Our Story

Unusually for a gift, our story begins with some legislation…….

A souvenir plot is defined in the Land Registration (Northern Ireland) Act 1970 as

“a piece of land which, being of inconsiderable size or no practical utility, is unlikely to be wanted in isolation except for the sake of mere ownership or for sentimental reasons or commemorative purposes”

This allows us to sell small plots of land as a gift, without the need for solicitors or conveyancing which would make the gift prohibitively expensive.

Profits from selling the gift allow us to manage and improve the land, so that plot wildlife may thrive and plot owner really enjoy their visit.

Our Origins

Our organisation was formed in 2006.  We have created two nature reserves in the Scottish Highlands, one of which has become an official 4 star tourist attraction and, according to Trip Advisor, the most popular nature reserve in Scotland.

The ongoing success of our Scottish project convinced us that we could do something similar in Ireland, and so the Celtic Titles journey began in 2020.  This project has ambitious aims to help conserve Ireland and provide vital habitat for a number of declining species, and our first Irish location is Slievekirk Wood, Ardmore, near Derry.

The popularity of our gift will ultimately decide the success of our project.

Successes So Far…

In 2007, we bought some 250 acres of land approximately 10 miles from Glencoe.  As with much of the Highlands, the land had been used for commercial forestry and hill farming over the years.  At the time of purchase, the land was an inaccessible and relatively unsuccessful commercial Sitka plantation.

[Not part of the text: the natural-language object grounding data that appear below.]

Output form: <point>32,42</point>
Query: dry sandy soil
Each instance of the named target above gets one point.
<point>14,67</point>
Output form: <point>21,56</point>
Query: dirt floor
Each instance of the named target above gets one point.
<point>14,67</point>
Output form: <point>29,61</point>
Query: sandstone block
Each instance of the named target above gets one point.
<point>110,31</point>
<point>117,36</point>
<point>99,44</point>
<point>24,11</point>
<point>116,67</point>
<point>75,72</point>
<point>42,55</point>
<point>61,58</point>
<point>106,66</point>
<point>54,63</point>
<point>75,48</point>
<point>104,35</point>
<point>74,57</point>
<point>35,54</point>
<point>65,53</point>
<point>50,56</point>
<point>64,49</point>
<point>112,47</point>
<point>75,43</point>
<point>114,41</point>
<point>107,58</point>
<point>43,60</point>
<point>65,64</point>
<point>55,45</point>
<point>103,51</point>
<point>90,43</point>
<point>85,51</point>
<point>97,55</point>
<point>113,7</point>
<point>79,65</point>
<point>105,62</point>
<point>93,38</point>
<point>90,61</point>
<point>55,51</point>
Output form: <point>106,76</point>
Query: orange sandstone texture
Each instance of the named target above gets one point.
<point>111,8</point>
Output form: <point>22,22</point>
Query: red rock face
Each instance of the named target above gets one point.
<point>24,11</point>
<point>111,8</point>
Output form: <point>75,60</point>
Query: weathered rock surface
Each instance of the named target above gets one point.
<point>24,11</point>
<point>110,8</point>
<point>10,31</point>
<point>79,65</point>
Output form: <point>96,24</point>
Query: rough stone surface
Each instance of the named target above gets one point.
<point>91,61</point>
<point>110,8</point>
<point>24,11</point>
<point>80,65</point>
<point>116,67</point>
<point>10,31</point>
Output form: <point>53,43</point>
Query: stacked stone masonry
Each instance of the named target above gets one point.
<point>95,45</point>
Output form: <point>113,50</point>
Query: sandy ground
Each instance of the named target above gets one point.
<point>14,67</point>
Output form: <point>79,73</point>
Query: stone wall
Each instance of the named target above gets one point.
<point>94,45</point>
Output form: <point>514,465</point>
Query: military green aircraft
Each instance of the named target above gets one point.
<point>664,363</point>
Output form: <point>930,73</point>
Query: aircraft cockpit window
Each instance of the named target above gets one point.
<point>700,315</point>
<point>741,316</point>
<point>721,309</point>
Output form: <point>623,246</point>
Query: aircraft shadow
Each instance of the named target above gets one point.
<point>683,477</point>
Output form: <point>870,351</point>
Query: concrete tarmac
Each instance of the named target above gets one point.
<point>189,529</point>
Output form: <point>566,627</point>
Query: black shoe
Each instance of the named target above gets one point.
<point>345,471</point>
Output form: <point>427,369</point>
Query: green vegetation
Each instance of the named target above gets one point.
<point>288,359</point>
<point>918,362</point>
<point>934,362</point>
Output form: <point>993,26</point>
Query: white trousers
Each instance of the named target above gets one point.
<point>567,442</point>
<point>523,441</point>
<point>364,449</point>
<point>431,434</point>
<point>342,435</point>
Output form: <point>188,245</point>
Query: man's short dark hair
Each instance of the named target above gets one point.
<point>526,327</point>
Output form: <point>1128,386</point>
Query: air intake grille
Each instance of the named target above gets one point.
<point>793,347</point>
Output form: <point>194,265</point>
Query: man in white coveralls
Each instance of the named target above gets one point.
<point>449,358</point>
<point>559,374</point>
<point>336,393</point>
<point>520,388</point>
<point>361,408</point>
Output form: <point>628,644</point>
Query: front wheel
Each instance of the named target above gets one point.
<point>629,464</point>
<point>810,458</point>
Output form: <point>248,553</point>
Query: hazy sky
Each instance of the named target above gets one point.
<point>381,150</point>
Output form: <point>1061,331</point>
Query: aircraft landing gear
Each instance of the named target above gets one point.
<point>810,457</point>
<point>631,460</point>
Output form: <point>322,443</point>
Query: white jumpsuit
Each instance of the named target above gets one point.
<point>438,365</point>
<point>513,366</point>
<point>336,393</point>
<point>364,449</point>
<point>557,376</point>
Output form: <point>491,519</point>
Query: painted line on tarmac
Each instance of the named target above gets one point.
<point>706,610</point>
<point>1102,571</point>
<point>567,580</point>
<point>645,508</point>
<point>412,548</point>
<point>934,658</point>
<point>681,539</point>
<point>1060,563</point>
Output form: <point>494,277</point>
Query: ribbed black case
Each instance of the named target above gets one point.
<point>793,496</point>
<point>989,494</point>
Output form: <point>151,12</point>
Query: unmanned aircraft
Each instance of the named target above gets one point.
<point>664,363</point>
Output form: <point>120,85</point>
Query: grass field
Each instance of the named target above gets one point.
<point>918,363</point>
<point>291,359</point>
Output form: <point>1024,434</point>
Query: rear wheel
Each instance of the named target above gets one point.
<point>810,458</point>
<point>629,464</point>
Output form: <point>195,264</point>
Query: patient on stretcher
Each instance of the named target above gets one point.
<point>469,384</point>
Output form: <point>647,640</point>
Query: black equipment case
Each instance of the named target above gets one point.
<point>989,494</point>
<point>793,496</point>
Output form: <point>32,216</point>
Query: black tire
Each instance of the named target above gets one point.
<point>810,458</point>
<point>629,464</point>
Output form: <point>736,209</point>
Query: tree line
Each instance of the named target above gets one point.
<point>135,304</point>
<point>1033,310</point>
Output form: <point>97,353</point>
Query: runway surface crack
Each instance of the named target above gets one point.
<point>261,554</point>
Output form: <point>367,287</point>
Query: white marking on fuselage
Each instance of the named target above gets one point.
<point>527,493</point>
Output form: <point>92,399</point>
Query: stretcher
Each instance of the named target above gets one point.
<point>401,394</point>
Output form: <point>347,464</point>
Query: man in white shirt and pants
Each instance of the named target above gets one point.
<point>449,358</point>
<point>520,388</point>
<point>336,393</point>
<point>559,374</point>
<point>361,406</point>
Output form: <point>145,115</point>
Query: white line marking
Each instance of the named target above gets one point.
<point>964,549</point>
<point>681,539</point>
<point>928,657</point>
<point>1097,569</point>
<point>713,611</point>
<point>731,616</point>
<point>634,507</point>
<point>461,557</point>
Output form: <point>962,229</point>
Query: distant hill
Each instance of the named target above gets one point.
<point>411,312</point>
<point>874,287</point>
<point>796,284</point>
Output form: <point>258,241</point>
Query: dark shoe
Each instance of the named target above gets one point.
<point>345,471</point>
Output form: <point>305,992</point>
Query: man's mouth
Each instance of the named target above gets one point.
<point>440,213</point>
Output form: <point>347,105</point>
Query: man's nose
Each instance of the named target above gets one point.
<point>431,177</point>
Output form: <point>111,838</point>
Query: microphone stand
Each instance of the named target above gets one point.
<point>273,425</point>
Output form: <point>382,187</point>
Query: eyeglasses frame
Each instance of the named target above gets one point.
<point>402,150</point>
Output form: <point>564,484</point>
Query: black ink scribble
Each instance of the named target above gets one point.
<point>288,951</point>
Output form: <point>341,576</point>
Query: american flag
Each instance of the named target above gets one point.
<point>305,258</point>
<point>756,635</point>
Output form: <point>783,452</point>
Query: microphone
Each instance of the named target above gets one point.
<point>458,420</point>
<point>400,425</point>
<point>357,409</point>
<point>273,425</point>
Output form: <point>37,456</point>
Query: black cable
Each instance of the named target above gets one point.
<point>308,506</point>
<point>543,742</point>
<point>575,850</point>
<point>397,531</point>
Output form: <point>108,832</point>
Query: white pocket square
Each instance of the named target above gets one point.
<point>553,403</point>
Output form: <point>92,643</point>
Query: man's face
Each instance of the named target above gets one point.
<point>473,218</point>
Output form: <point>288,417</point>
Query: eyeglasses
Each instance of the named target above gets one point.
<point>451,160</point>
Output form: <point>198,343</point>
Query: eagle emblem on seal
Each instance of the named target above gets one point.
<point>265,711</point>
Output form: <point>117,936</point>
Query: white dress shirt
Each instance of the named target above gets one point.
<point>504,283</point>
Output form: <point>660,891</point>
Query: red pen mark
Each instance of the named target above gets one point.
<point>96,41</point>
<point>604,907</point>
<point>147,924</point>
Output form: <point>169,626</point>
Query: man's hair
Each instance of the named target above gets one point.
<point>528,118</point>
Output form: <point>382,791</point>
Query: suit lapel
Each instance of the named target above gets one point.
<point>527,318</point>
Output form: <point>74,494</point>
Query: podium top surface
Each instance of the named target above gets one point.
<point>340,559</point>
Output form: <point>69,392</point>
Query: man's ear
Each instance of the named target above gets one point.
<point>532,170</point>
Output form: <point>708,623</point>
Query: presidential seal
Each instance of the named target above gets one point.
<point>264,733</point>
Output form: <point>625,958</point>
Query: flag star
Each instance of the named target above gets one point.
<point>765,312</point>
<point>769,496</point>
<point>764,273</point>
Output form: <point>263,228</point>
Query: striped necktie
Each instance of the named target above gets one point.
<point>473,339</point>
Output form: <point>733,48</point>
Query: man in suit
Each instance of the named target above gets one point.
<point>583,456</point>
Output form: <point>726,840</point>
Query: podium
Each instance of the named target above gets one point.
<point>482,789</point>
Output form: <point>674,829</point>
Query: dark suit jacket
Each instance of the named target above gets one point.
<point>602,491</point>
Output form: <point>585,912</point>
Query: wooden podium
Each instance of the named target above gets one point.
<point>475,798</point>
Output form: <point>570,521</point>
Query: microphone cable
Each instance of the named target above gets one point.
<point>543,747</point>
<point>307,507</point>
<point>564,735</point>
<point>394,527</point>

Key objectives for our project included:

  • To help preserve and encourage protection of flora and fauna
  • To create an amenity for the local community
  • To provide an education medium for local schools and organisations

In 2014, the company purchased second plot of land: a 180-acre Sitka plantation approximately 10 miles West of Invergarry, called MountainView.  In addition to our tree-planting, we have fenced off a substantial area of land and planted a ‘nature hedge’, consisting of hawthorn, blackthorn and other trees and shrubs which will provide habitat for wildlife.  As the Sitka matures and becomes commercially viable to remove, we will replace them with native trees.